KM: The interesting question from me is there have been other studies, like I remember Mary-Ellen Taplin adding avodart or another hormone active agent and they all showed some, what we call, pathologic complete remission in a small subset of patients. But it’s about the concept of if we throw all the drugs we have together at the same time on the tumour, that’s what we don’t do now, now we sequence all the drugs. So is that a concept that would… after now, is that what should be abandoned or is it just we don’t have the right drugs? On the other hand, we have CHAARTED and STAMPEDE showing that the combination of chemo and hormones is quite good. So do we just need more drugs or what’s the point?
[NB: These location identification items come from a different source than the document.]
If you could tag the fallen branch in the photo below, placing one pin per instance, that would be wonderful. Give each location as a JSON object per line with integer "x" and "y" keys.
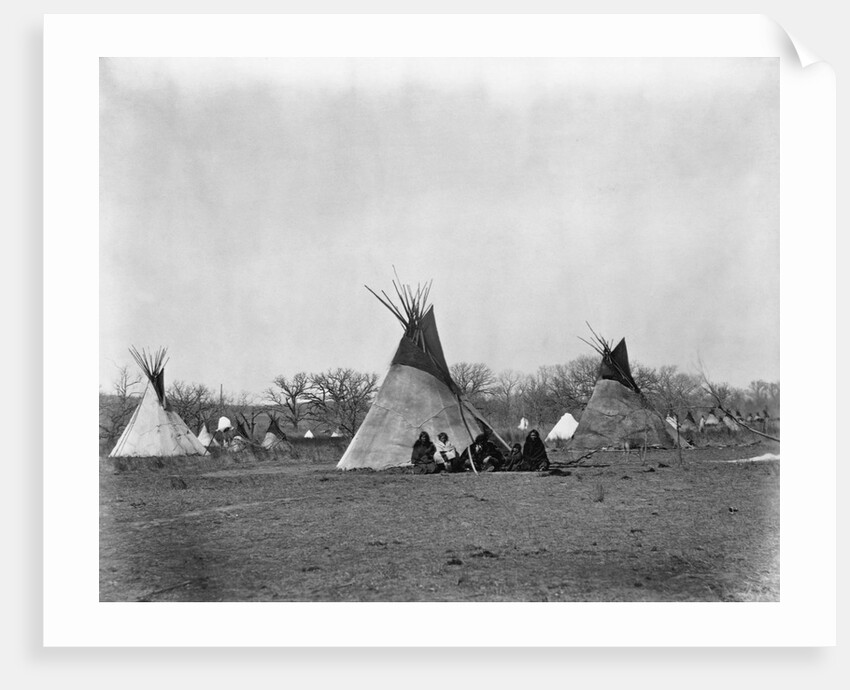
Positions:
{"x": 163, "y": 590}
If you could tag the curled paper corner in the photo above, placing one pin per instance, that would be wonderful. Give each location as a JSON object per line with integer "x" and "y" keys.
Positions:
{"x": 794, "y": 49}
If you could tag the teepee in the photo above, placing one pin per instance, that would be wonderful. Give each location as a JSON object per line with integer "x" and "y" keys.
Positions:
{"x": 274, "y": 436}
{"x": 205, "y": 437}
{"x": 417, "y": 394}
{"x": 155, "y": 430}
{"x": 617, "y": 412}
{"x": 564, "y": 429}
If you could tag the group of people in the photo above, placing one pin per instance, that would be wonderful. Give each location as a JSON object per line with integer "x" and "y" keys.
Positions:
{"x": 482, "y": 455}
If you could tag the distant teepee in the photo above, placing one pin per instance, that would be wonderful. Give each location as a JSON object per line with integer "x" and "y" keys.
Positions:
{"x": 617, "y": 413}
{"x": 274, "y": 436}
{"x": 155, "y": 430}
{"x": 564, "y": 429}
{"x": 205, "y": 437}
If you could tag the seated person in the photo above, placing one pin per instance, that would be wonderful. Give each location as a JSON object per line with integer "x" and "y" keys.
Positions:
{"x": 422, "y": 456}
{"x": 534, "y": 453}
{"x": 513, "y": 463}
{"x": 484, "y": 455}
{"x": 446, "y": 451}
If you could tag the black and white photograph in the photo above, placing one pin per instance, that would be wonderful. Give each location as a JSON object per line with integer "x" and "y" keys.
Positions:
{"x": 439, "y": 329}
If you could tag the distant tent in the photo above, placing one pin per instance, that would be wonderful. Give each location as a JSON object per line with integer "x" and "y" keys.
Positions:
{"x": 273, "y": 437}
{"x": 242, "y": 429}
{"x": 418, "y": 393}
{"x": 712, "y": 419}
{"x": 155, "y": 430}
{"x": 205, "y": 437}
{"x": 688, "y": 424}
{"x": 617, "y": 412}
{"x": 730, "y": 423}
{"x": 564, "y": 429}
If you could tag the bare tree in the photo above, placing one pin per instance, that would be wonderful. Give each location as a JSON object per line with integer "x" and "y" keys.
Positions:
{"x": 290, "y": 397}
{"x": 475, "y": 379}
{"x": 340, "y": 398}
{"x": 673, "y": 390}
{"x": 720, "y": 394}
{"x": 194, "y": 402}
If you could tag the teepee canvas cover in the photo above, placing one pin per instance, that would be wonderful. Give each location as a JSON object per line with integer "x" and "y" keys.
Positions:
{"x": 418, "y": 394}
{"x": 617, "y": 412}
{"x": 564, "y": 429}
{"x": 155, "y": 430}
{"x": 205, "y": 437}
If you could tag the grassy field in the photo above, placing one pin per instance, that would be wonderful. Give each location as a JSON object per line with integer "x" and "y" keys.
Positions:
{"x": 259, "y": 527}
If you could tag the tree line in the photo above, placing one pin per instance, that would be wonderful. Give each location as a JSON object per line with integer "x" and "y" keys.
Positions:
{"x": 339, "y": 398}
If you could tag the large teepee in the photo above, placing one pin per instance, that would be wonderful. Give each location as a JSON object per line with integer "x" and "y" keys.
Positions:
{"x": 417, "y": 394}
{"x": 618, "y": 413}
{"x": 155, "y": 430}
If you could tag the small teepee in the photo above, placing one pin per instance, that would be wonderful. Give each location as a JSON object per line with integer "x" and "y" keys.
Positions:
{"x": 155, "y": 430}
{"x": 205, "y": 437}
{"x": 564, "y": 429}
{"x": 688, "y": 424}
{"x": 618, "y": 413}
{"x": 274, "y": 437}
{"x": 417, "y": 394}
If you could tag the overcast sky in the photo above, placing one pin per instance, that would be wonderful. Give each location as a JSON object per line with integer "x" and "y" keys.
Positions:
{"x": 245, "y": 203}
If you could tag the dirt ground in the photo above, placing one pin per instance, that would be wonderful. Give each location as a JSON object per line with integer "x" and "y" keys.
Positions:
{"x": 266, "y": 528}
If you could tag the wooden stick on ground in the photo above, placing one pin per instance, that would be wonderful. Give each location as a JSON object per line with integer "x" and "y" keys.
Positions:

EE: We need to be a little bit more careful about eventually being led to a molecular classification of this disease. I think that’s the missing part of the puzzle and you as urologists, the Gleason scoring, however easy it is to use, it’s condemned us to this lack of molecular classification. Like breast cancer we at some point need to all engage in that effort. I think the types of trials that we’ve been conducting are trying to peel back to that. I think this year has helped change of practice, potentially for radiation, is paving the way to using newer technology to diagnose the disease correctly and to spare some patients from some morbidity, I would say. It’s definitely raised a lot of questions regarding the future of sequencing versus combination that we will continue to discuss in these meetings. Of course, hopefully in a few years from now we’ll eventually have reached that point of the reclassification of the disease. Thank you very much for being with us, from all of us.